Obtaining river drainages was more difficult. No one had digitized the river drainages using hydrological models. We have been working from river drainage polygon coverage that I eyeballed using the rivers and contour coverages. I intend to use Spatial Analyst to generate better drainages utilizing the contour, spot elevation and country boundary coverages obtained from the above mentioned commercial sources. The maps of Costa Rica and Colombia used were those of Digital Chart of the World (1: 1 million).
The GIS software used during the project was PC ARC/INFO and subsequently, ArcView 2.1, 3.0 with the Spatial Analyst Add-in. These tools were generously donated by Esri. Our databases were kept in FileMaker Pro 4.0 . Other specialized software for genetic data analysis and multivariate analysis were also used.
AVENUE scripts developed for the Analyses
In order to use ArcView to summarize the biodiversity of this region reflected in these museum records, a number of AVENUE scripts were written. These scripts should prove useful to anyone interested in similar work and will be made available on the Esri Users' Scripts web site in August, 1999. They are described below:
This script is a modified 'Identify' Tool.. Since sometimes many individual fish were collected from the same location, using the Identify tool would produce a scrolling list that could not be stopped until complete. This tool reports the number of samples at that point and shows the user the first 5. It then asks if you would like to see the next 5, giving the option to stop at any time.
This script asks for a polygon coverage (the regions/provinces) and a point theme (the collections points). It then counts the number of unique species within each region. This count is added as a separate field to the polygon theme, allowing one to color code or chart the counts across regions.
This script once again works with a polygon and a point theme. It produces a list of species and the number of regions in which each is found. Looking at those found in a single polygon gives one a count of endemics.
Measures the number of species recorded with increasing sampling effort. Stores the results in a table that can then be plotted in ArcView or any other program to produce species:effort curves (see example in this paper)
Produced shapefiles that represent species ranges.
Works with a polygon and point theme. Asks the user to select a field from the polygon theme and automatically adds a field to the point theme table filling it in with the polygon's field value based on location. Useful to assign biogeographic region category to species records.
Results and Conclusions
The adjacent map was prepared by drawing a square grid over the landscape and counting the number of species/grid cell. The highest species diversity by this analysis was observed the Choco and Tuira basins - a finding that has reported by World Wildlife Fund in their studies (Dinerstein et al, 1997).
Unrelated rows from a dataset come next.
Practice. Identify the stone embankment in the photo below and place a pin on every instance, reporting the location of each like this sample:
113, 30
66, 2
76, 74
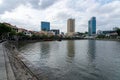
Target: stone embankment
16, 69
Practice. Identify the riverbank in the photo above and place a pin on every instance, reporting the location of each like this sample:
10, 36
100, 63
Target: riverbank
19, 68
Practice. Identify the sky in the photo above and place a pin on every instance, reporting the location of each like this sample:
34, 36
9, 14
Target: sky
28, 14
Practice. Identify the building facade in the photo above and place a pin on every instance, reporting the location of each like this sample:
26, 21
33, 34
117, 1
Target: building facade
70, 25
92, 26
45, 26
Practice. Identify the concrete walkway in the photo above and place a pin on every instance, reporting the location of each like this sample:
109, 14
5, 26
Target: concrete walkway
3, 75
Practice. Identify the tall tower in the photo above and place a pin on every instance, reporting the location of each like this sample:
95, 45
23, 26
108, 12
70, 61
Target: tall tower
45, 26
92, 26
70, 25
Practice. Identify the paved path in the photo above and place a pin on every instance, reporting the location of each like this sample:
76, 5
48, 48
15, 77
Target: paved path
3, 75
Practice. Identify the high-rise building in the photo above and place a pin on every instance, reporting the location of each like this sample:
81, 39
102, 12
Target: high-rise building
56, 31
70, 25
45, 26
92, 26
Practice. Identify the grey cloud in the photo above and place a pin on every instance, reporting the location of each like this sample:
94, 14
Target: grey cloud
9, 5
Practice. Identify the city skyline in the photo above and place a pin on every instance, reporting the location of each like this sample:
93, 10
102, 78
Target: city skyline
45, 26
70, 25
92, 26
28, 14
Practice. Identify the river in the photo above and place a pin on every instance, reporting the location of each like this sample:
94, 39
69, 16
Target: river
75, 59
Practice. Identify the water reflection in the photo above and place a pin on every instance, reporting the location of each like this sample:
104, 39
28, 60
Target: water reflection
45, 49
70, 49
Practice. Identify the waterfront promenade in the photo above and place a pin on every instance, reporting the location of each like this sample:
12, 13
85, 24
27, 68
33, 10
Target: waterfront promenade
11, 66
6, 72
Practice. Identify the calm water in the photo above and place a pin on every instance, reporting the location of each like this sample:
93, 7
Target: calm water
75, 60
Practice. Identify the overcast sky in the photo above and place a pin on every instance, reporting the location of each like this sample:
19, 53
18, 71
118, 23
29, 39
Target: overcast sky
29, 13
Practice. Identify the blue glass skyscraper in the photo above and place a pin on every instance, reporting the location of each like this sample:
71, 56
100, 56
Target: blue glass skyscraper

Maps of each individual species were produced ( not shown).
Summaries of counts for each country in the region of study were produced and are shown above. Simultaneously, examination of genetic analysis seemed to indicate that the drainages of the LCA landscape could be coalesced into geographically contiguous regions based on similarity at a population level within species.
Both the Venn diagram and the table show a fall in diversity from south to north. The number of species shared between the various named regions also reflect a turnover in the species composition. This can be further seen by comparing the pie charts for each region showing the composition at the order level.
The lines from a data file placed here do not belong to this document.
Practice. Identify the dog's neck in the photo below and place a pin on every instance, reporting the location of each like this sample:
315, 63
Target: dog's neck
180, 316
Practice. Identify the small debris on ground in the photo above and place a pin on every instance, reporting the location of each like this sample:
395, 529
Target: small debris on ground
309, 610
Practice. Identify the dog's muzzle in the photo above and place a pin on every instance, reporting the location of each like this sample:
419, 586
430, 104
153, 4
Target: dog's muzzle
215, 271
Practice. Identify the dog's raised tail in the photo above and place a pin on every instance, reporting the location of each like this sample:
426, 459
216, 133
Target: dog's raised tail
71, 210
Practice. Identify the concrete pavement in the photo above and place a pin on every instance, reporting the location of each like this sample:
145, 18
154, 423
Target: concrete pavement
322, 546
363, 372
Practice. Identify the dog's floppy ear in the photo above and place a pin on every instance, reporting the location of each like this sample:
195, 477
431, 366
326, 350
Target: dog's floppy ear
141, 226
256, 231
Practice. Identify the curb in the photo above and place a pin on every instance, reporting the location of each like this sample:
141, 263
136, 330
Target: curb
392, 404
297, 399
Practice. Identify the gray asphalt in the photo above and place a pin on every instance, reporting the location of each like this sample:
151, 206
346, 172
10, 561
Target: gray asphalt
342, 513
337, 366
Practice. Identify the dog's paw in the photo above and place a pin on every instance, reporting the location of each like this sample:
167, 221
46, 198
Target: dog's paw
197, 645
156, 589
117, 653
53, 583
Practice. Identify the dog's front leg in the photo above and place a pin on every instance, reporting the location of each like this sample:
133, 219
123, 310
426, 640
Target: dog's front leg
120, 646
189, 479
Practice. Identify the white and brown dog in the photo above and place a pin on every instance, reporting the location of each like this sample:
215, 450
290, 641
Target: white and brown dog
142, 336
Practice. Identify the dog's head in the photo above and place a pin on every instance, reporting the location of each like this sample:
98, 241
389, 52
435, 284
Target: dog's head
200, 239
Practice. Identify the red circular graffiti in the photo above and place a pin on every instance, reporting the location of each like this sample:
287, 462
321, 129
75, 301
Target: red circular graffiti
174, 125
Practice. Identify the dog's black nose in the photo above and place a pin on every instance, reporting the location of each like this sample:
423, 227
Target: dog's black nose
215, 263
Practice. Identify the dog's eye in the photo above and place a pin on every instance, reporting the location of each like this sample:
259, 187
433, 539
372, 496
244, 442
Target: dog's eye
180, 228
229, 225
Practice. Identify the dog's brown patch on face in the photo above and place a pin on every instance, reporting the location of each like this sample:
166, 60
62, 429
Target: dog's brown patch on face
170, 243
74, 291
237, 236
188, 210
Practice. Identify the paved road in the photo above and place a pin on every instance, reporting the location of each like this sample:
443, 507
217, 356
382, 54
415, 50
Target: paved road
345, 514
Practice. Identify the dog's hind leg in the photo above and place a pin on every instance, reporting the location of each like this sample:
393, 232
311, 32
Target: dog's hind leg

Roeboides is a primary freshwater fish found in many parts of lower Central America. The 'tree' diagram next to the picture of the fish represents the relationship of fish from the different regions within LCA (colored blocks). The tree is produced by measuring similarity distances between a stretch of mitochondrial DNA 842 bases in length representing the genes ATP synthase subunits 8 & 6. Note that groups of branches occur within a single biogeographic region and that distances between these groups are much larger in comparison.
The situation for Aequidens is similar. However since Aequidens is a secondary freshwater fish, the branches in the Pacific slope that face the Bay of Panama are shorter and not isolated from each other. This suggests that the ability of secondary fishes to cross short distances through salt water has allowed populations in these regions to share genetic information.
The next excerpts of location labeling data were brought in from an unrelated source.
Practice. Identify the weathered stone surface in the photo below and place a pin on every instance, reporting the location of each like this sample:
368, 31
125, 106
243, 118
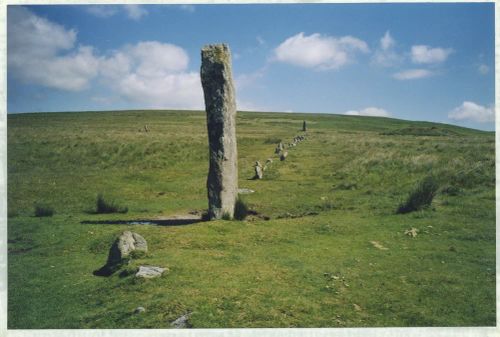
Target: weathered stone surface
182, 322
259, 171
284, 155
139, 310
220, 105
149, 271
126, 243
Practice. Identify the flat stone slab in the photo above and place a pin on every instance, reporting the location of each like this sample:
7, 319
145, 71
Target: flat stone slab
149, 271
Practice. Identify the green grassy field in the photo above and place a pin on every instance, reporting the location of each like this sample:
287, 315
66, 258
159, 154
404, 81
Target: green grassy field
333, 252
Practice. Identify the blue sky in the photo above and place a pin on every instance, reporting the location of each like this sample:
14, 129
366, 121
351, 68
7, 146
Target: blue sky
415, 61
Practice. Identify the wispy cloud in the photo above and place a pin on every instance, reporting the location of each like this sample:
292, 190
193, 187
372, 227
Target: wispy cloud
102, 11
319, 52
152, 73
385, 55
370, 111
188, 8
135, 12
472, 112
425, 54
483, 69
413, 74
44, 53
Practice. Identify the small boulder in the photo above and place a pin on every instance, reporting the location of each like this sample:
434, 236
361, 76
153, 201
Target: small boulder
182, 322
123, 246
149, 271
139, 310
126, 243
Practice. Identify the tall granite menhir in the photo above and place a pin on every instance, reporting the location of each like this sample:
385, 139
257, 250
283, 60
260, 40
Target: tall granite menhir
218, 88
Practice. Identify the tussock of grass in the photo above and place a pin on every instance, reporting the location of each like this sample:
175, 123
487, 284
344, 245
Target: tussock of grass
104, 207
42, 210
420, 131
240, 209
421, 197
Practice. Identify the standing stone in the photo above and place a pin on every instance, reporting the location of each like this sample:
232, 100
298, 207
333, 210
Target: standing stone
284, 155
220, 105
259, 171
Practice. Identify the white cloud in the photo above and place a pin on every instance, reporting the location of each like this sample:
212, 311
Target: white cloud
42, 52
473, 112
135, 12
319, 52
413, 74
425, 54
387, 41
153, 74
248, 79
483, 69
371, 111
243, 105
102, 11
188, 8
385, 55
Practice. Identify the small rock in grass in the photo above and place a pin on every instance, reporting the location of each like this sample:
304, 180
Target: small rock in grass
411, 232
120, 251
378, 245
149, 271
182, 322
139, 310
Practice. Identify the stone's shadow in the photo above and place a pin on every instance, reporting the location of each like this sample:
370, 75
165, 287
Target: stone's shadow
154, 222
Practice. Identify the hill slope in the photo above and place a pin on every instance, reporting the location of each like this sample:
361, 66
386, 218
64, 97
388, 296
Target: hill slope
324, 248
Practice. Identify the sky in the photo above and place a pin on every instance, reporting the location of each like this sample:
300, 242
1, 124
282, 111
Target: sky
414, 61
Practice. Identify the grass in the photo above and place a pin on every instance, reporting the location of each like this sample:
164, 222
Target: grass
421, 197
105, 207
43, 210
240, 209
311, 264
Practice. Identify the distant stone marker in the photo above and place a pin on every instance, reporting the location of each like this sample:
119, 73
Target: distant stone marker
259, 171
220, 105
284, 155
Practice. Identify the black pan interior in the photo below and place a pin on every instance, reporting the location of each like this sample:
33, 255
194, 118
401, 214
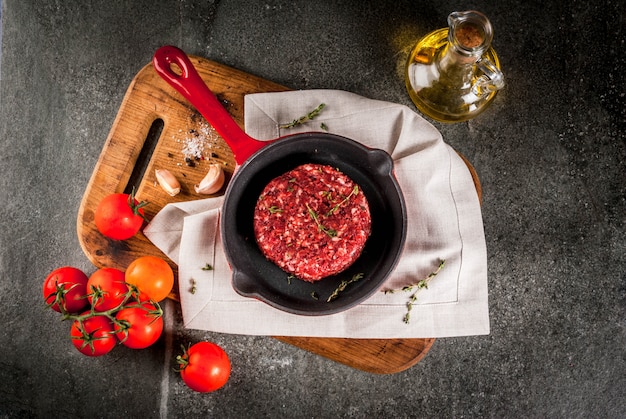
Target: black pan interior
255, 276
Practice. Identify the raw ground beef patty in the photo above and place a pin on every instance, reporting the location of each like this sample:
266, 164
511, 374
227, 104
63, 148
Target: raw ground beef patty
312, 221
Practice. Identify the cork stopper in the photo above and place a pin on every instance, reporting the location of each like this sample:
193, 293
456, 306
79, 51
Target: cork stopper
469, 35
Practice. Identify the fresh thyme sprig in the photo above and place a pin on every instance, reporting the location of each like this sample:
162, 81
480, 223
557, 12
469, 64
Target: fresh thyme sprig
416, 288
304, 118
355, 191
331, 232
274, 209
343, 286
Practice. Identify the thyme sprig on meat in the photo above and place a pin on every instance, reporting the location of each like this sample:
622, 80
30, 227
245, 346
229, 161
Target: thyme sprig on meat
355, 191
416, 288
329, 231
305, 118
343, 286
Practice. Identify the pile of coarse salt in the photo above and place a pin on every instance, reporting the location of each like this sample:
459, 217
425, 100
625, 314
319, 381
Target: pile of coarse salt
196, 141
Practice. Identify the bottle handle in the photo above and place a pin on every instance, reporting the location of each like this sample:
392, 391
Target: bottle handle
491, 80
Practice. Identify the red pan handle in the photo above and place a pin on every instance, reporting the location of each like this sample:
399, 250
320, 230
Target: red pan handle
193, 88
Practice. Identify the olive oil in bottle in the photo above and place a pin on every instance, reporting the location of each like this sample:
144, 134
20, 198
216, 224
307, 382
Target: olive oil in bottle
452, 74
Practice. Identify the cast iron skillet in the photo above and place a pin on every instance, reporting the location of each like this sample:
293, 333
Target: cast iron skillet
258, 162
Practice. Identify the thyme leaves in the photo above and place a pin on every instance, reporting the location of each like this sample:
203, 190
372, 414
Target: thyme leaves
304, 118
342, 286
355, 191
329, 231
274, 209
415, 288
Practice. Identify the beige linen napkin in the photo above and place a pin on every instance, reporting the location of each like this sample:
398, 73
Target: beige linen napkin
444, 222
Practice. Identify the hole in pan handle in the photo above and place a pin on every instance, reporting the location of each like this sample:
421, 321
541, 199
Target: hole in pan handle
187, 82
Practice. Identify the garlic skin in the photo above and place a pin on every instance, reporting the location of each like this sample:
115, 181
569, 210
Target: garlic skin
168, 182
212, 182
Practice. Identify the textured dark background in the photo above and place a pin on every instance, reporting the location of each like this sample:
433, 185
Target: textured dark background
550, 153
Both of these examples do however confirm our work with species counts and identification that there are identifiable ichthyological regions within lower Central America with their own distinct fauna and endemic species.
An interesting independent way we arrived at the same biogeographic region classification was by Detrended Corresponded Analysis. This is an application of multivariate analysis to a matrix of species by area based on the dataset. The results shown here indicate that 33% of the total variance could be explained by the first 3 axis, the most important two of which are shown below. The clustering of the individuals from the various regions indicate that these regions have greater species similarity within them and differences between them.
For further summary of the data, we decided to use these biogeographic regions instead of individual river drainages.
Species counts at various levels of taxonomy were obtained by running an ArcView script --- Species/Region Counter developed for the purpose. This script is available from the author by correspondence.
Endemic species were defined as species found in only biogeographic region within the LCA landscape. Caution was needed in interpreting these results as single misidentifications and erroneously located collection points could give spurious results. By an iterative process of revision and running the ArcView script, a list of endemics for each region were produced..
Area:species curves are an important way of noting how complete the sampling was and consequently, whether actual species counts could be higher than estimated. Preliminary species curves were generated using the ArcView script Species:Effort Curve. It is hoped to modify this script to include statistical testing and curve-fitting to randomized data. The curves show that while Panama and Costa Rica had been adequately sampled (flattening of the curves), NW Colombia did not yet plateau out with sampling. This indicates that the actual diversity measures for Colombia are under-estimated by the numbers in this study, due to inadequate sampling.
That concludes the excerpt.